I use DataFrames to read a CSV file. I need to determine the number of columns with the header dates (e.g. 01/10/2020) and extract those column names and convert their type to Date.

In my MWE, I have shown two methods that I can use to select the relevant columns, i) Not(Between) or ii) based on columns containing the ‘/’ character. The problem is that dates in the CSV file may be in different formats, such as 01.10.2020 or 01-10-2020, etc. This can cause a problem when converting the column names to Date type.
1. Is there a more elegant way of determining the number of column names that contains dates than the method used in the MWE?
2. To ensure that converting into Date type cover all different formats of dates in the input data, is there a method for this?
3. Can column names be read as Date type directly when reading a CSV file?

df = DataFrame(Symbol("ID")=>1:2,Symbol("Name")=>["Abc","Cdc"],Symbol("Value")=>[100.1,200.2],
Symbol("01/10/2020")=>[23.4,29.9],Symbol("01/11/2020")=>[58.6,90.0])

#Determine the number of columns with dates 
# Method 1 use Not(Between) method
df_dates=select(df, Not(Between(:ID, :Value)))
# Method 2 select columns containing '/' character
df_dates=select(df, r"/")
#Create a vector of strings for dates
Dates_String=names(df_dates)
#Determine number of coluns in Dates_String
nColn_Dates=length(Dates_String)
#Convert into type Dates for later calculations
Dates_Type=Date.(Dates_String, Dates.DateFormat("dd/mm/yyyy"))

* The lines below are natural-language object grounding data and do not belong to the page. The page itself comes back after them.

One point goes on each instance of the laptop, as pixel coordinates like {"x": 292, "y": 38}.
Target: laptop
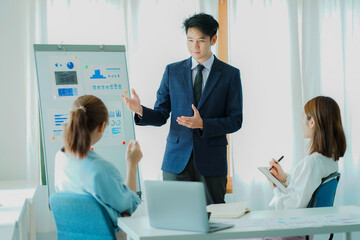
{"x": 179, "y": 205}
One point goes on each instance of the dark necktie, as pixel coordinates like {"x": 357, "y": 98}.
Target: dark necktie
{"x": 198, "y": 84}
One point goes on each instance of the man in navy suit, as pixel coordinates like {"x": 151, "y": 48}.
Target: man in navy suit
{"x": 204, "y": 97}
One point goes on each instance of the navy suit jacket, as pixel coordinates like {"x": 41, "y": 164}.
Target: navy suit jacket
{"x": 220, "y": 107}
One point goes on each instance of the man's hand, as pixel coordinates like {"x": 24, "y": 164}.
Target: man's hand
{"x": 133, "y": 104}
{"x": 191, "y": 122}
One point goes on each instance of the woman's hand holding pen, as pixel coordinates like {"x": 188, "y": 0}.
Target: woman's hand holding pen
{"x": 277, "y": 171}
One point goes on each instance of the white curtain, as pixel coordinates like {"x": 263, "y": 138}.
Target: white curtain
{"x": 289, "y": 52}
{"x": 153, "y": 35}
{"x": 19, "y": 143}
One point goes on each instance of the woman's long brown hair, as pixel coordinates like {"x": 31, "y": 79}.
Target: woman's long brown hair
{"x": 88, "y": 112}
{"x": 329, "y": 138}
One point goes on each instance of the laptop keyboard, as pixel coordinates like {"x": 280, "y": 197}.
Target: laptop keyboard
{"x": 215, "y": 226}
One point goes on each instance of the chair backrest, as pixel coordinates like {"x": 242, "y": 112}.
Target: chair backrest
{"x": 80, "y": 217}
{"x": 324, "y": 195}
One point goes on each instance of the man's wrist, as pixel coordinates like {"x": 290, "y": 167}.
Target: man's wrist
{"x": 140, "y": 111}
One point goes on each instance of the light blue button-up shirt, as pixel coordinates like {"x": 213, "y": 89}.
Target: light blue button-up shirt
{"x": 95, "y": 176}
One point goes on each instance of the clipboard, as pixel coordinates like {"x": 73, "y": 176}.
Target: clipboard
{"x": 273, "y": 179}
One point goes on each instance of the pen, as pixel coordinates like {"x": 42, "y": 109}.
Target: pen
{"x": 277, "y": 162}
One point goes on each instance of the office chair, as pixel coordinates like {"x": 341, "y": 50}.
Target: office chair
{"x": 80, "y": 217}
{"x": 324, "y": 195}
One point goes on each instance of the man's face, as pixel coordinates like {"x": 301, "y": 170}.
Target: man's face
{"x": 199, "y": 44}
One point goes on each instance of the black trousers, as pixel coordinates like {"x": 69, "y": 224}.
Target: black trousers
{"x": 215, "y": 187}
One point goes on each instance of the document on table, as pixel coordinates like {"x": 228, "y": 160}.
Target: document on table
{"x": 228, "y": 210}
{"x": 299, "y": 222}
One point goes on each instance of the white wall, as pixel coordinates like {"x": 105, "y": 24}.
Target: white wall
{"x": 12, "y": 91}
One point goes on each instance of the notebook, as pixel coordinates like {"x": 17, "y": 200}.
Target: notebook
{"x": 228, "y": 210}
{"x": 179, "y": 206}
{"x": 273, "y": 179}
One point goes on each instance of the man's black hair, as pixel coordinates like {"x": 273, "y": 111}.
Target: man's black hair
{"x": 204, "y": 22}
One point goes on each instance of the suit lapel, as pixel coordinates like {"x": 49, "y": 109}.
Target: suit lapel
{"x": 188, "y": 80}
{"x": 213, "y": 78}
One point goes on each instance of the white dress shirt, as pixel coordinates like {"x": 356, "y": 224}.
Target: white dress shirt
{"x": 206, "y": 71}
{"x": 303, "y": 180}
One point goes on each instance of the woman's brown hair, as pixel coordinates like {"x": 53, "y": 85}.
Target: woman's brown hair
{"x": 329, "y": 138}
{"x": 87, "y": 113}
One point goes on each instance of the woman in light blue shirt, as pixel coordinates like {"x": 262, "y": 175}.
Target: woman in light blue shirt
{"x": 79, "y": 170}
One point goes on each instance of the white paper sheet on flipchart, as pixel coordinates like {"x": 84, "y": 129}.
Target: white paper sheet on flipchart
{"x": 295, "y": 222}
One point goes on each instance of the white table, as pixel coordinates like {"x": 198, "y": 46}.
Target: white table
{"x": 328, "y": 220}
{"x": 13, "y": 195}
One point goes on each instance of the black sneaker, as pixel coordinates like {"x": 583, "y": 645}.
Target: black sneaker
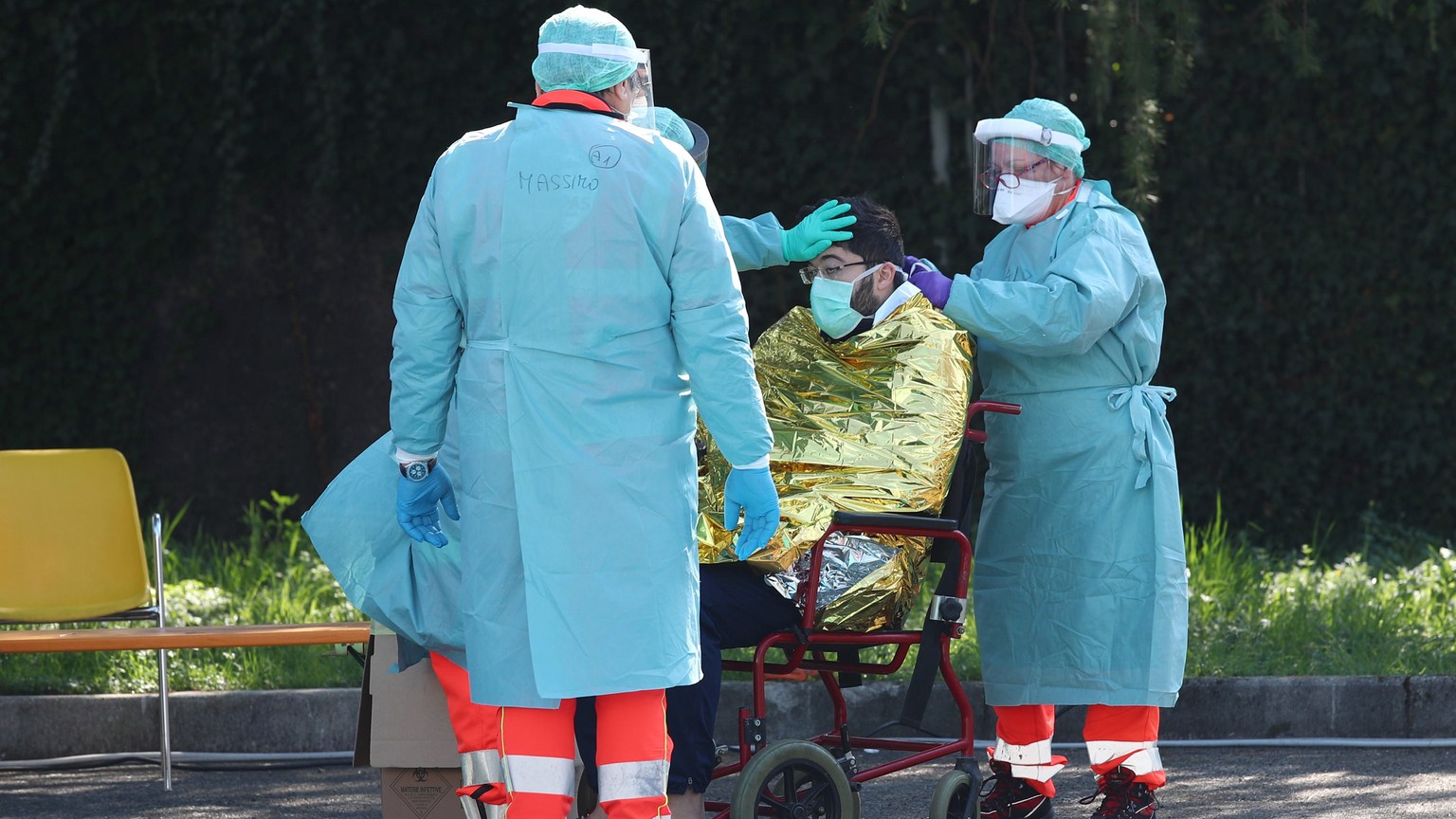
{"x": 1005, "y": 796}
{"x": 1123, "y": 797}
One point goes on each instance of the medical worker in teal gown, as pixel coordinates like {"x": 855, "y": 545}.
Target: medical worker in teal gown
{"x": 413, "y": 592}
{"x": 568, "y": 305}
{"x": 1079, "y": 583}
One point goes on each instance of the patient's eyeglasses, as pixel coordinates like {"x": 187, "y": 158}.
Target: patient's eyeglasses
{"x": 807, "y": 274}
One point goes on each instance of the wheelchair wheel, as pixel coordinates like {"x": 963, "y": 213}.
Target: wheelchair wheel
{"x": 954, "y": 797}
{"x": 793, "y": 780}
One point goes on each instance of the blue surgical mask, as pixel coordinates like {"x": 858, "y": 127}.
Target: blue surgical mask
{"x": 828, "y": 300}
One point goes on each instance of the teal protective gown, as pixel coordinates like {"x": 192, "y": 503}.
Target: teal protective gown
{"x": 568, "y": 286}
{"x": 755, "y": 242}
{"x": 1081, "y": 589}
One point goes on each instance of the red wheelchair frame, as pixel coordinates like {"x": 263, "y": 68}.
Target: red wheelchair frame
{"x": 820, "y": 775}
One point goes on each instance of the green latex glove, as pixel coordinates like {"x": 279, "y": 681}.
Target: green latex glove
{"x": 817, "y": 232}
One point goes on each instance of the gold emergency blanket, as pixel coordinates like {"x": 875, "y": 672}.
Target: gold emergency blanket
{"x": 868, "y": 425}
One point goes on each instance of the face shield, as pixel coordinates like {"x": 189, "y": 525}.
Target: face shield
{"x": 640, "y": 81}
{"x": 641, "y": 86}
{"x": 1008, "y": 149}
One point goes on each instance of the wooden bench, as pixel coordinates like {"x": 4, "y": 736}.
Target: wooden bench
{"x": 41, "y": 640}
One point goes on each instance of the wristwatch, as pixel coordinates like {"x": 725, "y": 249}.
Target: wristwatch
{"x": 417, "y": 469}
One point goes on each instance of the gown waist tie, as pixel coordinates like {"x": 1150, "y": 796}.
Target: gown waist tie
{"x": 1149, "y": 398}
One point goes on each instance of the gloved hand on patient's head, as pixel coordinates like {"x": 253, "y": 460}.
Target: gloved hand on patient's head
{"x": 417, "y": 504}
{"x": 817, "y": 230}
{"x": 755, "y": 494}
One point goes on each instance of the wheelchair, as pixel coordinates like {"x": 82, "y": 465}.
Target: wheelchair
{"x": 820, "y": 777}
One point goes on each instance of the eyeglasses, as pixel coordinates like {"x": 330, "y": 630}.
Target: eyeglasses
{"x": 991, "y": 178}
{"x": 807, "y": 274}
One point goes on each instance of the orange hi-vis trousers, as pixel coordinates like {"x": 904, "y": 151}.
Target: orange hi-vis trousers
{"x": 478, "y": 739}
{"x": 537, "y": 754}
{"x": 1117, "y": 737}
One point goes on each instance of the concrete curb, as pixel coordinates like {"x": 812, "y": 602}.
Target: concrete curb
{"x": 323, "y": 720}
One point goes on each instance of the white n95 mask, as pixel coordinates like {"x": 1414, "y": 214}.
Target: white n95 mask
{"x": 1024, "y": 203}
{"x": 828, "y": 302}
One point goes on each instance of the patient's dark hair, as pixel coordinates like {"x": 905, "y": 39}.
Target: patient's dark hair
{"x": 877, "y": 230}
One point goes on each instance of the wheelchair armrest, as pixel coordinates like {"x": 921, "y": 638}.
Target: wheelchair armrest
{"x": 856, "y": 519}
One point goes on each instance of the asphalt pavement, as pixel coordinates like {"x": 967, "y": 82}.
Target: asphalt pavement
{"x": 1205, "y": 783}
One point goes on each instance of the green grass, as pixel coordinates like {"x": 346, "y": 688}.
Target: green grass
{"x": 1385, "y": 608}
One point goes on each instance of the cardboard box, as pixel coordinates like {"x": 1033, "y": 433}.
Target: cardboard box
{"x": 404, "y": 730}
{"x": 420, "y": 793}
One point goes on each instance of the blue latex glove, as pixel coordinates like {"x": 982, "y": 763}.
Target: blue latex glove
{"x": 753, "y": 491}
{"x": 817, "y": 232}
{"x": 923, "y": 274}
{"x": 417, "y": 506}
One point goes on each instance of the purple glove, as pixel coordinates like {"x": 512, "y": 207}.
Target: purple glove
{"x": 935, "y": 284}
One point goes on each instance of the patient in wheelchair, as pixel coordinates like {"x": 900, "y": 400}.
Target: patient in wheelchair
{"x": 866, "y": 395}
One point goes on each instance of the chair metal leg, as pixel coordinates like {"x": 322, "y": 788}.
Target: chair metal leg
{"x": 166, "y": 723}
{"x": 162, "y": 659}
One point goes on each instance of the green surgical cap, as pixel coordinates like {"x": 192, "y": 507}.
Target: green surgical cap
{"x": 673, "y": 127}
{"x": 1059, "y": 118}
{"x": 581, "y": 72}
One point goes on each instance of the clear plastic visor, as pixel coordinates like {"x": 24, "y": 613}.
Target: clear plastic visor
{"x": 1004, "y": 155}
{"x": 641, "y": 79}
{"x": 643, "y": 111}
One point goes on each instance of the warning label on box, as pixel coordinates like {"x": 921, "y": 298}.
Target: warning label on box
{"x": 421, "y": 789}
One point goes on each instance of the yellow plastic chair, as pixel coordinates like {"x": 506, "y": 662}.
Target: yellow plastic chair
{"x": 72, "y": 548}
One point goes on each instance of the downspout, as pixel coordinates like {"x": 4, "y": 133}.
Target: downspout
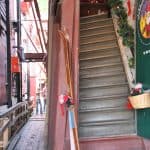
{"x": 8, "y": 84}
{"x": 19, "y": 75}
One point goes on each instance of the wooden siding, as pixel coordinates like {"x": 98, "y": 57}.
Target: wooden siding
{"x": 3, "y": 49}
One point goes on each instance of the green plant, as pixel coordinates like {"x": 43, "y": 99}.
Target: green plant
{"x": 125, "y": 30}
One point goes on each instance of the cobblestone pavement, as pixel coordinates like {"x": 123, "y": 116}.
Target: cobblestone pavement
{"x": 32, "y": 135}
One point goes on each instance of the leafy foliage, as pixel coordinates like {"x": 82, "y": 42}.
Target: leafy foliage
{"x": 125, "y": 30}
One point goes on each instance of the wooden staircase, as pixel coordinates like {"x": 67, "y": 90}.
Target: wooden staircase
{"x": 103, "y": 84}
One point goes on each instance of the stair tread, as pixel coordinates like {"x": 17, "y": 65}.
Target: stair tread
{"x": 103, "y": 97}
{"x": 102, "y": 75}
{"x": 99, "y": 49}
{"x": 104, "y": 85}
{"x": 101, "y": 20}
{"x": 99, "y": 40}
{"x": 97, "y": 27}
{"x": 100, "y": 57}
{"x": 104, "y": 65}
{"x": 96, "y": 34}
{"x": 101, "y": 123}
{"x": 121, "y": 108}
{"x": 91, "y": 16}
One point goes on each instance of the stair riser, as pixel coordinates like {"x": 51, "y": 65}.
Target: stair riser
{"x": 97, "y": 37}
{"x": 96, "y": 24}
{"x": 117, "y": 68}
{"x": 102, "y": 80}
{"x": 102, "y": 103}
{"x": 93, "y": 18}
{"x": 107, "y": 91}
{"x": 97, "y": 45}
{"x": 101, "y": 61}
{"x": 107, "y": 130}
{"x": 111, "y": 51}
{"x": 102, "y": 116}
{"x": 97, "y": 30}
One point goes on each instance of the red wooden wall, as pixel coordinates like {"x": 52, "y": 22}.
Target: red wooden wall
{"x": 58, "y": 137}
{"x": 3, "y": 62}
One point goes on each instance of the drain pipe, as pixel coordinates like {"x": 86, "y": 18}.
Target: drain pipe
{"x": 8, "y": 84}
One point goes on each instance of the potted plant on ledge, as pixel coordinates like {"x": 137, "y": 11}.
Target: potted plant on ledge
{"x": 139, "y": 99}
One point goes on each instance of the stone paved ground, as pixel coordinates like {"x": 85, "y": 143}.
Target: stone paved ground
{"x": 31, "y": 136}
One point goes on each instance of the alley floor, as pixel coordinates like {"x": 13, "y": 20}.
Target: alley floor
{"x": 31, "y": 136}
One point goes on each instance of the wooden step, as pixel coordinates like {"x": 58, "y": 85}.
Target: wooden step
{"x": 96, "y": 23}
{"x": 100, "y": 80}
{"x": 96, "y": 45}
{"x": 94, "y": 30}
{"x": 100, "y": 41}
{"x": 100, "y": 60}
{"x": 95, "y": 37}
{"x": 108, "y": 115}
{"x": 119, "y": 128}
{"x": 92, "y": 18}
{"x": 103, "y": 90}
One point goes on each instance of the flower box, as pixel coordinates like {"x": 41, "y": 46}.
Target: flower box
{"x": 140, "y": 101}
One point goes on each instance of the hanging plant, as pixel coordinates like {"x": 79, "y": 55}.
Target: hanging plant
{"x": 125, "y": 30}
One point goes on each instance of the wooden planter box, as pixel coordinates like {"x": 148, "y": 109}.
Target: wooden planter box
{"x": 140, "y": 101}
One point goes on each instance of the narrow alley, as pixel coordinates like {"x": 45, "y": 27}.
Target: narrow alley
{"x": 31, "y": 136}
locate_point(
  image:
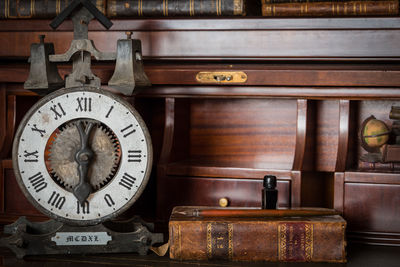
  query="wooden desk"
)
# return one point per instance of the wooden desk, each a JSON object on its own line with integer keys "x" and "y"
{"x": 310, "y": 84}
{"x": 358, "y": 256}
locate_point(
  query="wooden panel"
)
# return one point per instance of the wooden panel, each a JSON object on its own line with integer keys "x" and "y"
{"x": 208, "y": 191}
{"x": 373, "y": 177}
{"x": 273, "y": 74}
{"x": 378, "y": 108}
{"x": 257, "y": 133}
{"x": 372, "y": 207}
{"x": 326, "y": 143}
{"x": 15, "y": 201}
{"x": 244, "y": 23}
{"x": 222, "y": 44}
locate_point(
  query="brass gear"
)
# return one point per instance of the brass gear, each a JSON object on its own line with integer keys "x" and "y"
{"x": 61, "y": 159}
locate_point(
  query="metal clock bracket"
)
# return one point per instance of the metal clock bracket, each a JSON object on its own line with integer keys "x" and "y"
{"x": 54, "y": 236}
{"x": 44, "y": 77}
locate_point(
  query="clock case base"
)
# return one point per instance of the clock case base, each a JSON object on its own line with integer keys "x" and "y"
{"x": 35, "y": 238}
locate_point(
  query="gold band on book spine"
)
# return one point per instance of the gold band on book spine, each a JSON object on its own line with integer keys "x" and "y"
{"x": 238, "y": 7}
{"x": 191, "y": 7}
{"x": 230, "y": 241}
{"x": 140, "y": 8}
{"x": 282, "y": 242}
{"x": 309, "y": 242}
{"x": 32, "y": 8}
{"x": 209, "y": 241}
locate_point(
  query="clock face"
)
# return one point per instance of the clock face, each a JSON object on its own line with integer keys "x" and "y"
{"x": 48, "y": 165}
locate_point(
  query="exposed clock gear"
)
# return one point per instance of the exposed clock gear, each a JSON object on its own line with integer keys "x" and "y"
{"x": 63, "y": 146}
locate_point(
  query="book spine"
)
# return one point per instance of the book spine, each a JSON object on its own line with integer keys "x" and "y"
{"x": 378, "y": 166}
{"x": 167, "y": 8}
{"x": 38, "y": 9}
{"x": 330, "y": 9}
{"x": 258, "y": 241}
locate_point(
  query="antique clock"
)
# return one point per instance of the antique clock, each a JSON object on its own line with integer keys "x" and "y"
{"x": 82, "y": 155}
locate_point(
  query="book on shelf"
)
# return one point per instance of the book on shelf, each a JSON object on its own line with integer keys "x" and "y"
{"x": 39, "y": 9}
{"x": 324, "y": 8}
{"x": 195, "y": 233}
{"x": 378, "y": 166}
{"x": 170, "y": 8}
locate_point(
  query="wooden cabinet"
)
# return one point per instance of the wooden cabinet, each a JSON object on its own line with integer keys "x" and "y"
{"x": 309, "y": 85}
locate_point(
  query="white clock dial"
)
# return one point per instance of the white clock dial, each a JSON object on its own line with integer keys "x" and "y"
{"x": 46, "y": 144}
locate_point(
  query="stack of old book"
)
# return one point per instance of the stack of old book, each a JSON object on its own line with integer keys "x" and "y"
{"x": 28, "y": 9}
{"x": 243, "y": 234}
{"x": 329, "y": 8}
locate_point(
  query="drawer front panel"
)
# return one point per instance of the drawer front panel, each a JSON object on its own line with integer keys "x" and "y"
{"x": 372, "y": 207}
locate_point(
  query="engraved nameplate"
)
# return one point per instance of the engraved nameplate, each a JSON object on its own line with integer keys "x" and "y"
{"x": 81, "y": 238}
{"x": 221, "y": 77}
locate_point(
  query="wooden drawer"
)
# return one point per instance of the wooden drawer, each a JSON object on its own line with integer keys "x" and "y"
{"x": 199, "y": 191}
{"x": 13, "y": 202}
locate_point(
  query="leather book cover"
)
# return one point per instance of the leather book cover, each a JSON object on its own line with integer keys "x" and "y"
{"x": 170, "y": 8}
{"x": 38, "y": 9}
{"x": 277, "y": 239}
{"x": 331, "y": 9}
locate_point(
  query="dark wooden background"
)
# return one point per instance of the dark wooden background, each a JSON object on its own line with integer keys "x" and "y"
{"x": 311, "y": 83}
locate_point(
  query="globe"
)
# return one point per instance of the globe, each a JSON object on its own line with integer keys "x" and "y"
{"x": 374, "y": 134}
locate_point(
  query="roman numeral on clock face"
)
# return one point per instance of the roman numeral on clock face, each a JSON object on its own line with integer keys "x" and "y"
{"x": 37, "y": 182}
{"x": 134, "y": 155}
{"x": 58, "y": 111}
{"x": 84, "y": 104}
{"x": 128, "y": 130}
{"x": 127, "y": 181}
{"x": 84, "y": 209}
{"x": 31, "y": 156}
{"x": 56, "y": 200}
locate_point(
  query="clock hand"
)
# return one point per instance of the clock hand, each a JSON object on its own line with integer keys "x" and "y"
{"x": 83, "y": 157}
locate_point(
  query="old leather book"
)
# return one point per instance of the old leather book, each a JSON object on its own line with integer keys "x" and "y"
{"x": 311, "y": 238}
{"x": 163, "y": 8}
{"x": 45, "y": 9}
{"x": 331, "y": 9}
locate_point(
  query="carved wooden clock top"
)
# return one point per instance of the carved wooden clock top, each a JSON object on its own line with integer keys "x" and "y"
{"x": 48, "y": 142}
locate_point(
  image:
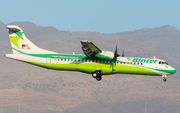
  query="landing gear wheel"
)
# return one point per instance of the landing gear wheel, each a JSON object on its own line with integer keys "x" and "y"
{"x": 97, "y": 74}
{"x": 99, "y": 78}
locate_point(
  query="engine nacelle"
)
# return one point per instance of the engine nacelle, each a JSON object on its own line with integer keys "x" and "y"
{"x": 105, "y": 55}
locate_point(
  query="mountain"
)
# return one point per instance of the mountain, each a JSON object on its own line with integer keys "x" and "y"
{"x": 28, "y": 88}
{"x": 165, "y": 37}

I am a bit confused here, even if you succeed at figuring out which column names are dates, you can’t make the name of a column a date. Only strings and symbols are allowed as column names.

1 Like

I agree. This is what I expected answer to my question 3.

The first two questions are bothering me more and it will be interesting to get views from others. That is

  • how would they go about determining number of columns that contains Dates as headers (though the type will be string),

  • selecting these columns names and

  • converting them into Date type (as they are needed for calculations later in the code)

I am not sure if I am doing it in an efficient way in the MWE as I may be making some unnecessary allocations.

My impression is that this is not easy. I don’t know of a way to automatically detect that a string is a date when you don’t provide the format. i.e. a function that works like to_date("2014-03-04") and to_date("2015/06/78")

1 Like

I agree - I think you won’t be able to do it unless you can reliably narrow down the set of possible formats to something manageable and then check all formats for each column header. Something like:

julia> using Dates

julia> function trydate(x, f) 
           try 
               Date(x, f) 
           catch e
               return nothing
           end
       end
trydate (generic function with 1 method)

julia> formats = [dateformat"d/m/y", dateformat"d-m-y"]
2-element Vector{DateFormat{S, Tuple{Dates.DatePart{'d'}, Dates.Delim{Char, 1}, Dates.DatePart{'m'}, Dates.Delim{Char, 1}, Dates.DatePart{'y'}}} where S}:
 dateformat"d/m/y"
 dateformat"d-m-y"

julia> trydate.("20/10/2020", formats)
2-element Vector{Union{Nothing, Date}}:
 2020-10-20
 nothing

And then apply trydate across names(df) and check whether the result includes a Date type or not.

1 Like

Thank you. Your suggestion looks really good!